The agency was reorganized in the 1950s. It replaced its original patronage system with the current system of career professional employees. After this reorganization, the only IRS employees selected by the President and confirmed by the Senate are the IRS Commissioner and Chief Counsel. At that time, the agency changed its name from the Bureau of the Internal Revenue to the Internal Revenue Service in order to emphasize service to taxpayers.

The computer age reached the IRS in 1961 with the dedication of the National Computer Center in West Virginia, but it was not until 1986 that limited electronic filing began.

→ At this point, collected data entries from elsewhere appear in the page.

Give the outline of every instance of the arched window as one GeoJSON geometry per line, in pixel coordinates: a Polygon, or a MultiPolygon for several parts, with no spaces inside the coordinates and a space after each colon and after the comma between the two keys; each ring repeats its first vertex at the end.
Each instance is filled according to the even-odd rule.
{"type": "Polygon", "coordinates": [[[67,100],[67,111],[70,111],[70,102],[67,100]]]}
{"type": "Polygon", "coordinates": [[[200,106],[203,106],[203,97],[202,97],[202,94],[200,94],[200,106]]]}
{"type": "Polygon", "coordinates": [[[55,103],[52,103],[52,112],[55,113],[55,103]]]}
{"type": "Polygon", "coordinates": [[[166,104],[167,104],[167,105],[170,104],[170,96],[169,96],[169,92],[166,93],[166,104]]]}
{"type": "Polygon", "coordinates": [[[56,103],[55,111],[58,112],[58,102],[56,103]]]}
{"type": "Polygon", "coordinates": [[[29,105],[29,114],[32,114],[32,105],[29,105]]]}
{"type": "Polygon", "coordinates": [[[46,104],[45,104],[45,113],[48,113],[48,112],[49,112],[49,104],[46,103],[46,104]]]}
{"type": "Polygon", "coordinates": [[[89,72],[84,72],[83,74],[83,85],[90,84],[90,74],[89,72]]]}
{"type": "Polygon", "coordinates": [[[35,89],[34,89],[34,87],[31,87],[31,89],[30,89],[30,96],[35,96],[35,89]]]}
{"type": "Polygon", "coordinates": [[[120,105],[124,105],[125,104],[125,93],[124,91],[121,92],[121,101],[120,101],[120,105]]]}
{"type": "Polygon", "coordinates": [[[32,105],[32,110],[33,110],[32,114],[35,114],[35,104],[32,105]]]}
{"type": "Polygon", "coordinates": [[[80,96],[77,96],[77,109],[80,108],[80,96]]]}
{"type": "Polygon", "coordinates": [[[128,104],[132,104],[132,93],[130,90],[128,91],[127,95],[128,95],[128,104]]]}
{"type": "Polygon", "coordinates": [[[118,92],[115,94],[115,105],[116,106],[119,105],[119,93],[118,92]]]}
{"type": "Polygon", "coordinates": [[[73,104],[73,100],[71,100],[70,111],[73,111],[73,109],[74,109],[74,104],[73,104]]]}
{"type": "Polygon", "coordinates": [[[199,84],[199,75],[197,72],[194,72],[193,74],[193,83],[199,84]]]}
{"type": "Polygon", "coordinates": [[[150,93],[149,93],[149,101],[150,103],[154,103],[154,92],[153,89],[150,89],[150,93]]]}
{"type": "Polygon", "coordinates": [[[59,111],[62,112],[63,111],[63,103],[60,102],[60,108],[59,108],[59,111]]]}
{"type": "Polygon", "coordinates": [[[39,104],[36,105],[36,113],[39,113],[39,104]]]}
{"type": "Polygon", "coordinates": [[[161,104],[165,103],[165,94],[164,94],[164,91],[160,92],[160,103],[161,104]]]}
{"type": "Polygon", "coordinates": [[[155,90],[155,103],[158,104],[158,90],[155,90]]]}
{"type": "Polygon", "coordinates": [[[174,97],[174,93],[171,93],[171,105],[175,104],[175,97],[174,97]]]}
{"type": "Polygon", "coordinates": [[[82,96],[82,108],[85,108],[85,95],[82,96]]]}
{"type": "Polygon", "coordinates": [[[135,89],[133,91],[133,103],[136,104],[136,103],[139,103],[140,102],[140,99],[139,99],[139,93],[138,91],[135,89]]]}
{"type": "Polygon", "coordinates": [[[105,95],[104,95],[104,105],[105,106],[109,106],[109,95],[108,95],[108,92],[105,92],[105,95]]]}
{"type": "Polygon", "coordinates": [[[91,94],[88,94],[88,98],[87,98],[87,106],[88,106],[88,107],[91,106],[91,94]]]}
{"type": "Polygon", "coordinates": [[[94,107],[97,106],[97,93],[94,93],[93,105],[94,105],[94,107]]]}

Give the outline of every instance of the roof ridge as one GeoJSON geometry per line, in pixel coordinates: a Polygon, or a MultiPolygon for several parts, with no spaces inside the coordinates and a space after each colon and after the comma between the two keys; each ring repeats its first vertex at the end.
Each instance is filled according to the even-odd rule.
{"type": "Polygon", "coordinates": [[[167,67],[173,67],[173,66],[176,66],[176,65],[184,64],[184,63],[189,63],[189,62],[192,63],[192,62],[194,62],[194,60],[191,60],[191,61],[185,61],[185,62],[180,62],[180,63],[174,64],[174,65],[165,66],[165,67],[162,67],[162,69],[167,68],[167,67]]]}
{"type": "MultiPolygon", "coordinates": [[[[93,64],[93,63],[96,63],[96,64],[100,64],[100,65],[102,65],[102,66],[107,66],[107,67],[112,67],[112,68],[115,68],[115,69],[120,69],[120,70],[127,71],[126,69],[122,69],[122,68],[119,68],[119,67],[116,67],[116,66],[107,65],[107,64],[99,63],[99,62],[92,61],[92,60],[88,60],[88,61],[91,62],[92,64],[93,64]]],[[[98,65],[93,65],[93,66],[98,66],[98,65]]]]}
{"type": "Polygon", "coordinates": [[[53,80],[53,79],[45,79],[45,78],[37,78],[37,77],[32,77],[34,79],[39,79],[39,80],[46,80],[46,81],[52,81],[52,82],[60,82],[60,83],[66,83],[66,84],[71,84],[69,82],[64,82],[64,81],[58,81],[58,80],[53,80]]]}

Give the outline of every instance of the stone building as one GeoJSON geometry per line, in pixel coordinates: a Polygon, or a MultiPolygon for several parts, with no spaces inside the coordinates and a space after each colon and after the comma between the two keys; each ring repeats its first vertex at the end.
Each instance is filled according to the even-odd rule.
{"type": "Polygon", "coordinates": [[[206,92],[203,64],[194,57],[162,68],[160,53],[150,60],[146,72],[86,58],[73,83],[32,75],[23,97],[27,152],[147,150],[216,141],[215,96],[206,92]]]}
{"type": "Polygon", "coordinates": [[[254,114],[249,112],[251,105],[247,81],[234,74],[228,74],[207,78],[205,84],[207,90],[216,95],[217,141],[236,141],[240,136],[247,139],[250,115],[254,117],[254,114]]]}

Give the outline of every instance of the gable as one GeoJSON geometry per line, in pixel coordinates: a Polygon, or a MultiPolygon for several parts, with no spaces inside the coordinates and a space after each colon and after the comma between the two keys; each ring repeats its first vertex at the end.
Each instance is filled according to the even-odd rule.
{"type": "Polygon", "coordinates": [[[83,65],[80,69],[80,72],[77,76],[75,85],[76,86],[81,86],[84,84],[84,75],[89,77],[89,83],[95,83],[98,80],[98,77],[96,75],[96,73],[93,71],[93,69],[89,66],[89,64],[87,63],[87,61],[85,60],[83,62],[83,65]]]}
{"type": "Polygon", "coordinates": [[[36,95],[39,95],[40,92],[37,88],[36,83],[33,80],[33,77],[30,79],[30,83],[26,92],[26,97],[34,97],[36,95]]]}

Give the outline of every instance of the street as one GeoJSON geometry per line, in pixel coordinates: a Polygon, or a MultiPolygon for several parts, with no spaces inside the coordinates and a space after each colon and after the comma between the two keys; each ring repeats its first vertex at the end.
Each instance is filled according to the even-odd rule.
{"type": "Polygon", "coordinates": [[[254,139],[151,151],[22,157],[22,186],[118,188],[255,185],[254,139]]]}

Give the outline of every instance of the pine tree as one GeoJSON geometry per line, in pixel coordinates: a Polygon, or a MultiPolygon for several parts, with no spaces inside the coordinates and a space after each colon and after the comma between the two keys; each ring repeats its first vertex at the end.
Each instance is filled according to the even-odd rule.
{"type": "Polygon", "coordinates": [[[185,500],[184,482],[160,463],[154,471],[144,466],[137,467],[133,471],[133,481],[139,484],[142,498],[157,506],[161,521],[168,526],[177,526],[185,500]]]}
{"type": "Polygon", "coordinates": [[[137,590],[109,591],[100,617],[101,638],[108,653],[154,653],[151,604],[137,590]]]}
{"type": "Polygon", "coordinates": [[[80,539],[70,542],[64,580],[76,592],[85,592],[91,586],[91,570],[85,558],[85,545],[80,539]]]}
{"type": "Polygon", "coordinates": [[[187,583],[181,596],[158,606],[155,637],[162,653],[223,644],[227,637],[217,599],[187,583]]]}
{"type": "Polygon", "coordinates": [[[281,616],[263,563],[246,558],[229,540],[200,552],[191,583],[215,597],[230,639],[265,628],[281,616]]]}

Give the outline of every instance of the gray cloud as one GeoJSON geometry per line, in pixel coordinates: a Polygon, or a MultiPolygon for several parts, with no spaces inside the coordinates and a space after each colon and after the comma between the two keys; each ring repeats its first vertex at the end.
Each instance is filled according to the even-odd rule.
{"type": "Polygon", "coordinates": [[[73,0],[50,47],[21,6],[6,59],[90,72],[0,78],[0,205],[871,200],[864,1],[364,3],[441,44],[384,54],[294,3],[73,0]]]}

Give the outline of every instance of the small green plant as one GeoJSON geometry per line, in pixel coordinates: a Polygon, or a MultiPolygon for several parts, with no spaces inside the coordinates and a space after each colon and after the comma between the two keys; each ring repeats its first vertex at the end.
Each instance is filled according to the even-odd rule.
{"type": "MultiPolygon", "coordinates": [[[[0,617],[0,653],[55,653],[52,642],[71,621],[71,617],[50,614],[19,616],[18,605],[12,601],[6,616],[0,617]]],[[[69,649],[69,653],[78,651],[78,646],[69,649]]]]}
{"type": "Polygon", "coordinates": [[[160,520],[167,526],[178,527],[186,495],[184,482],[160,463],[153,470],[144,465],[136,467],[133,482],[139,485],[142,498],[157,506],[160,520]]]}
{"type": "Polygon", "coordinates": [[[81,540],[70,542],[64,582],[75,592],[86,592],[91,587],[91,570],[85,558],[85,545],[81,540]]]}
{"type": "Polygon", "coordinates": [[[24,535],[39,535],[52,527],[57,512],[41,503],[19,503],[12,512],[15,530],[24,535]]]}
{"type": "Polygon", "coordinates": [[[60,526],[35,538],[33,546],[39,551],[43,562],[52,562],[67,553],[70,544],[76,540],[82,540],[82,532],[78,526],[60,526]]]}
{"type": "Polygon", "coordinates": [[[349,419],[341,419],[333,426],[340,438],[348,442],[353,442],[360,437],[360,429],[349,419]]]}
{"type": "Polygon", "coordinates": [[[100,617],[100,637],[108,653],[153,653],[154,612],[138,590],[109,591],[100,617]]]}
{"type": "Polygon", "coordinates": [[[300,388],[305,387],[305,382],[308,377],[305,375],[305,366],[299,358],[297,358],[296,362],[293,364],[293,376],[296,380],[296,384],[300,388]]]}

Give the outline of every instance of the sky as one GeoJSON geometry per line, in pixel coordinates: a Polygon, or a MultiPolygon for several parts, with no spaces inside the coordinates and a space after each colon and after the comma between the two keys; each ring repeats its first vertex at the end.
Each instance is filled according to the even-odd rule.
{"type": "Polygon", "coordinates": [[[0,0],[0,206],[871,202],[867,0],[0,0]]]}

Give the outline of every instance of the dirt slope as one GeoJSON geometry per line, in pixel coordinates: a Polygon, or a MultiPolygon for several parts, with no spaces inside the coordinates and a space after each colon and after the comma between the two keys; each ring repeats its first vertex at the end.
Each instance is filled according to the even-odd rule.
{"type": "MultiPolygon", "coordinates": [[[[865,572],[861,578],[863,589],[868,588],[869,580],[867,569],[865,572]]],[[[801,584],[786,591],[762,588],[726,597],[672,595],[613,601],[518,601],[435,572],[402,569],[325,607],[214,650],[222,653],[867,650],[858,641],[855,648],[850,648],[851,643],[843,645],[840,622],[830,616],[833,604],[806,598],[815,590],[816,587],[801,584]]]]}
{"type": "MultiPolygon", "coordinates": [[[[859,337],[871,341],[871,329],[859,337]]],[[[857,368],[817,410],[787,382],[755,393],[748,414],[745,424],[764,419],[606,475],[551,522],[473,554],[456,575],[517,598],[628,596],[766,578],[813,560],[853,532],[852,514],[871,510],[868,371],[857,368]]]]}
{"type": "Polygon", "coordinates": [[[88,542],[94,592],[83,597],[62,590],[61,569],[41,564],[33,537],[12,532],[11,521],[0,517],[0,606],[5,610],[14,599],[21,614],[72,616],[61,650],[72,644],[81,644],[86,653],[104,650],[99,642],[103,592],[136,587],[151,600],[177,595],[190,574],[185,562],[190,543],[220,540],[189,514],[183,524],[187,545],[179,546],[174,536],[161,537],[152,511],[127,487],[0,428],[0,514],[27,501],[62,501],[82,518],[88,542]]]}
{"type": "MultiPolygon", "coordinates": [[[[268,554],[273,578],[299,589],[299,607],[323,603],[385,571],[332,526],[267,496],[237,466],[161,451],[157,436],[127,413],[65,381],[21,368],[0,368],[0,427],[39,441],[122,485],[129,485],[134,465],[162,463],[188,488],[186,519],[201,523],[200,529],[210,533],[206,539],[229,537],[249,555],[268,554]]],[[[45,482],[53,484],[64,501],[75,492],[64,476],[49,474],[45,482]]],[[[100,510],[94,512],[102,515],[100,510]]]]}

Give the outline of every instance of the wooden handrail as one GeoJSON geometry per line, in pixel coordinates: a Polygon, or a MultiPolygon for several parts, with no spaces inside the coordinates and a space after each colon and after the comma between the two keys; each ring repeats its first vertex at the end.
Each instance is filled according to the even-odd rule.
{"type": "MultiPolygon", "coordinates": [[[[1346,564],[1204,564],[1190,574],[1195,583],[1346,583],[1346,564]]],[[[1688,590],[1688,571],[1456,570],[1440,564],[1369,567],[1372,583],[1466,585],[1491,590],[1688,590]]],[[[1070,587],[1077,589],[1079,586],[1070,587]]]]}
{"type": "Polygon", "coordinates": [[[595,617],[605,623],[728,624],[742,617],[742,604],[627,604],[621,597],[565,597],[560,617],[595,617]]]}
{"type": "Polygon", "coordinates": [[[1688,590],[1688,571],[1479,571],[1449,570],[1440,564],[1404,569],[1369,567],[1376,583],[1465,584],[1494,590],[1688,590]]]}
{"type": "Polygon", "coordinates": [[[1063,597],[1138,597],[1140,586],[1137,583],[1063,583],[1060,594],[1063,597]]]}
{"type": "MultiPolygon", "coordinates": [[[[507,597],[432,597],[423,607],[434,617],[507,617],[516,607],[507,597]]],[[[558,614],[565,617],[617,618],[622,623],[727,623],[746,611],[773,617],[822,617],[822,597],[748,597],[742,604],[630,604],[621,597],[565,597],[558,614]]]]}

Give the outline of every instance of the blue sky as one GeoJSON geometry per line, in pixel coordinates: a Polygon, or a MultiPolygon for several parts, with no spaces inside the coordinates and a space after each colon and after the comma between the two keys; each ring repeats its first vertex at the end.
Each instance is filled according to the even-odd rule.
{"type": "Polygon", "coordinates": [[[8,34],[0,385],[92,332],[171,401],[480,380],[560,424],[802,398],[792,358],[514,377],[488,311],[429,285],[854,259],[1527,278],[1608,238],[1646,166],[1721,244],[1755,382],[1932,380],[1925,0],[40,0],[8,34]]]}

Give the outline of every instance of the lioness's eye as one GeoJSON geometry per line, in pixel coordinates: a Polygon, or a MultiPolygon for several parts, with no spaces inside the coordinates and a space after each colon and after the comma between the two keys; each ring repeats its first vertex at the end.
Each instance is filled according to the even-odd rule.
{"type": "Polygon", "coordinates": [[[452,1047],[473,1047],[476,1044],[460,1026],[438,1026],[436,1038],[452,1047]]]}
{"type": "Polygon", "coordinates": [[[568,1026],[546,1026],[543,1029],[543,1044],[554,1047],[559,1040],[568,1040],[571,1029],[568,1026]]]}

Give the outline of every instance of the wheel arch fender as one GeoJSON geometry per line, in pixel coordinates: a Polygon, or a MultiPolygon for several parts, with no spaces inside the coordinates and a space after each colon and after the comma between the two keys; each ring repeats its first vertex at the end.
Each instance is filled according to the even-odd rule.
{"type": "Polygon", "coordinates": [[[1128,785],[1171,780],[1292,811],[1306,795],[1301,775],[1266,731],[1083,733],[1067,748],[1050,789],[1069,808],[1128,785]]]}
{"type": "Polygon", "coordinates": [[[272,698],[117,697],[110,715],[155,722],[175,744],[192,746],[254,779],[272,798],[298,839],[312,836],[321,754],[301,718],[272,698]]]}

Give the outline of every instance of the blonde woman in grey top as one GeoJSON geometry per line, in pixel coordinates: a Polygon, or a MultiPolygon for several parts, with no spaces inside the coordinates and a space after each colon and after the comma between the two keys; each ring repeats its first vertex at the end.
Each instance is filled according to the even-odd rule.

In 1998, the most comprehensive reorganization and modernization of the IRS occurred. Under the IRS Restructuring and Reform Act of 1998, the IRS ended its geographic-based structure and was reorganized into the following four major operating divisions:


  • The Wage and Investment Division, which serves the millions of taxpayers who file individual and joint tax returns

  • The Small Business/Self-Employed Division

  • The Large and Mid-Size Business Division, which handles corporations with assets of more than $10 million

  • The Tax-Exempt and Government Entities Division, which serves employee-benefit plans, tax-exempt organizations such as charities and social welfare groups, and governmental entities

In addition to the structural reorganization, the 1998 law greatly expanded the rights of taxpayers by establishing a Taxpayer Advocate Service (TAP). The TAP is an independent voice within the IRS that acts on behalf of the taxpayer. It tries to help taxpayers with problems that have not been resolved through normal channels. In addition, each state has a local taxpayer advocate who reports directly to the National Taxpayer Advocate.